Lorsqu’on eut fini le Magnificat, Pierre ne put résister au désir de questionner Sophie. Une enfant de cet âge, d’une apparence si candide, et qui ne semblait pas être une menteuse, cela l’intéressait vivement.

— Alors, mon enfant, vous avez failli manquer le train ?

— Oh ! monsieur l’abbé, j’en aurais été bien confuse… J’étais à la gare depuis midi. Et voilà que j’ai aperçu monsieur le curé de Sainte-Radegonde, qui me connaît bien et qui m’a appelée pour m’embrasser, en me disant que j’étais une bonne petite fille, de retourner à Lourdes.

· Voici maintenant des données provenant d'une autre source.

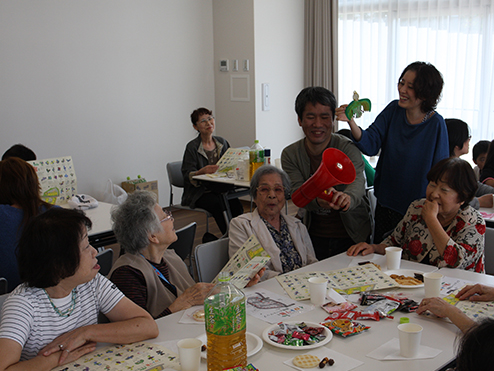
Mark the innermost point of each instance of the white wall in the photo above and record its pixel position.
(279, 35)
(111, 83)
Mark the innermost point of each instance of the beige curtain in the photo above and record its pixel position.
(321, 44)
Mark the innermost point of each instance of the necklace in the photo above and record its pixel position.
(67, 312)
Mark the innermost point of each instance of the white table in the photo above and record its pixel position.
(437, 334)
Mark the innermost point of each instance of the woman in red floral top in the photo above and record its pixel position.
(441, 229)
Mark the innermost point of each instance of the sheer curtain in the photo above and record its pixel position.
(321, 50)
(377, 39)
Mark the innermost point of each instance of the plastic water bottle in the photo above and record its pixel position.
(256, 158)
(224, 308)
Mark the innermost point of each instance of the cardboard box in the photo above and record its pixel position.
(130, 186)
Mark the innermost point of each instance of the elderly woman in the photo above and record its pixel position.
(200, 157)
(19, 202)
(51, 319)
(283, 237)
(442, 229)
(149, 274)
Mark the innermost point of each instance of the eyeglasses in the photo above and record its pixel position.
(264, 190)
(210, 118)
(167, 217)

Alors, il paraît que le train partait, et je n’ai eu que le temps de courir… Oh ! j’ai couru !

Elle riait, encore un peu essoufflée, avec le repentir pourtant d’avoir été sur le point de commettre une faute d’étourderie.

— Et comment vous appelez-vous, mon enfant ?

— Sophie Couteau, monsieur l’abbé.

— Vous n’êtes pas de Poitiers même ?

— Non, bien sûr… Nous sommes de Vivonne, à sept kilomètres. Mon père et ma mère ont un peu de biens ; et ça n’irait tout de même pas mal, s’il n’y avait pas huit enfants, à la maison… Moi, je suis la cinquième. Heureusement que les quatre premiers commencent à travailler.

— Et vous, mon enfant, qu’est-ce que vous faites ?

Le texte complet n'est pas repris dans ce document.